After being somewhat out of the scene for a while Viola Frey has returned with an excellent and (one feels) a loving retrospective view, “Viola Frey: A Personal Iconography” at Nancy Hoffman Gallery (New York, May 7 – June 27, 2015). The show was a collaboration between the gallery and the Artists’ Legacy Foundation. We are grateful to the gallery and the leading art critic, David Pagel, to be able to reproduce this essay from the accompanying catalog. Pagel’s work was jointly funded by Nancy Hoffman Gallery and Artists’ Legacy Foundation.
Above image: Viola Frey, Artist Observing, 1978, ceramic, 19 x 19 x 2 inches. © 2015 Artists’ Legacy Foundation / Licensed by VAGA, New York.
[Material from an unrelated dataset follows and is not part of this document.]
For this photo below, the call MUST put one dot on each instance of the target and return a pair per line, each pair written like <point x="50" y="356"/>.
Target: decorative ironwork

Back in the 1980s, when California was just starting to come into its own as an artistic center in a rapidly globalizing art world, a generation of artists no longer found it necessary to move to New York to advance their careers. That was a pretty big deal. Artists who stayed on the West Coast, including Mike Kelley, Alexis Smith, Lari Pittman, Jim Isermann, and Tim Ebner were heralded as hometown heroes, both for believing that California could hold its own against New York, especially as a place that sustained adventuresome contemporary art, and for delivering on that promise by making some of their generation’s most innovative works, some of which flirted with functionality.
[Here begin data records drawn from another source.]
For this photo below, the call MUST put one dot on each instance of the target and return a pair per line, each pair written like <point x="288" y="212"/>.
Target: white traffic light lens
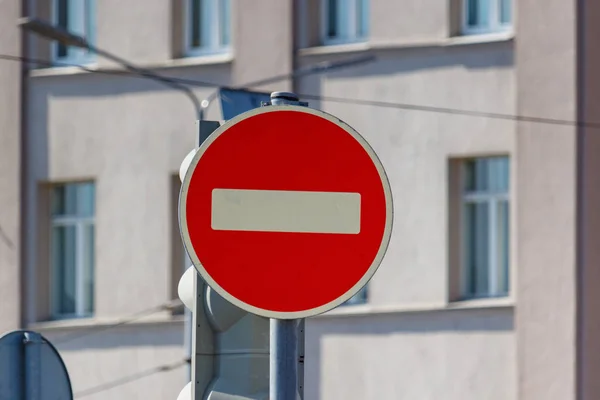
<point x="186" y="163"/>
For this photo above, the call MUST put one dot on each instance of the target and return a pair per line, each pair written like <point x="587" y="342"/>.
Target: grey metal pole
<point x="284" y="356"/>
<point x="283" y="359"/>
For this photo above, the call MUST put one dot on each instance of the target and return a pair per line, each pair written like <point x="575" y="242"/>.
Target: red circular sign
<point x="286" y="211"/>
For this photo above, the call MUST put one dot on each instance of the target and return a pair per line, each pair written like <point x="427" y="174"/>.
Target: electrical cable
<point x="364" y="102"/>
<point x="130" y="378"/>
<point x="170" y="305"/>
Like many things Californian, that myth of start-up originality overlooked a considerable bit of history. More than twenty-five years before the artists from the 1980s were celebrated for putting California on the map of the international art world—by hunkering down on their home turf—Viola Frey did something similar, but with significantly less fanfare: As a 26-year-old, she turned her back on the East Coast and everything it had to offer in terms of a career and moved back to California, where she was born, in 1933, and where she stayed—and thrived—until she died in 2004.
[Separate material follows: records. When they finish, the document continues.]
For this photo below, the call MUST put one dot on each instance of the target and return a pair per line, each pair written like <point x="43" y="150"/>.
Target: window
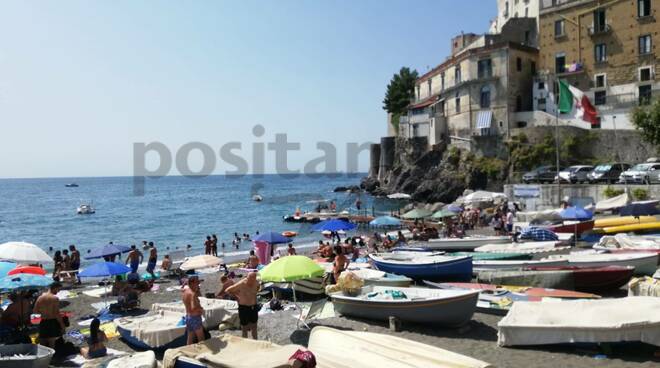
<point x="645" y="45"/>
<point x="484" y="98"/>
<point x="643" y="8"/>
<point x="600" y="24"/>
<point x="559" y="28"/>
<point x="644" y="74"/>
<point x="484" y="68"/>
<point x="560" y="63"/>
<point x="600" y="53"/>
<point x="457" y="101"/>
<point x="645" y="94"/>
Her path to that decision was more circuitous than it was for her compatriots from the 1980s. Born in Lodi, California, a farming town in the northern part of the central valley, halfway between San Francisco and Sacramento, Frey grew up in the middle of nowhere, at least in terms of art, and especially in the years following the Great Depression. After attending Stockton Delta College for a year, she transferred to the California College of Arts and Crafts in Oakland and graduated in 1956. She went on to Tulane University, in New Orleans, where she enrolled in the Master’s of Fine Arts program but left after a year, when she moved to New York, where she thought her interests as an artist would be best served. She lived in Manhattan, commuting 20 minutes each day to work at the Clay Art Center in Port Chester while also working part time as a bookkeeper at the Museum of Modern Art. Less than two years into that routine, which was essentially no different from that of any other young artist from out of town, Frey up and left. In 1960, an exhibition of Richard Diebenkorn’s figurative paintings inspired her to move to San Francisco. Attracted to the paintings made by the artists in the Bay Area Figurative School, Frey felt a generative kinship to their figurative imagery.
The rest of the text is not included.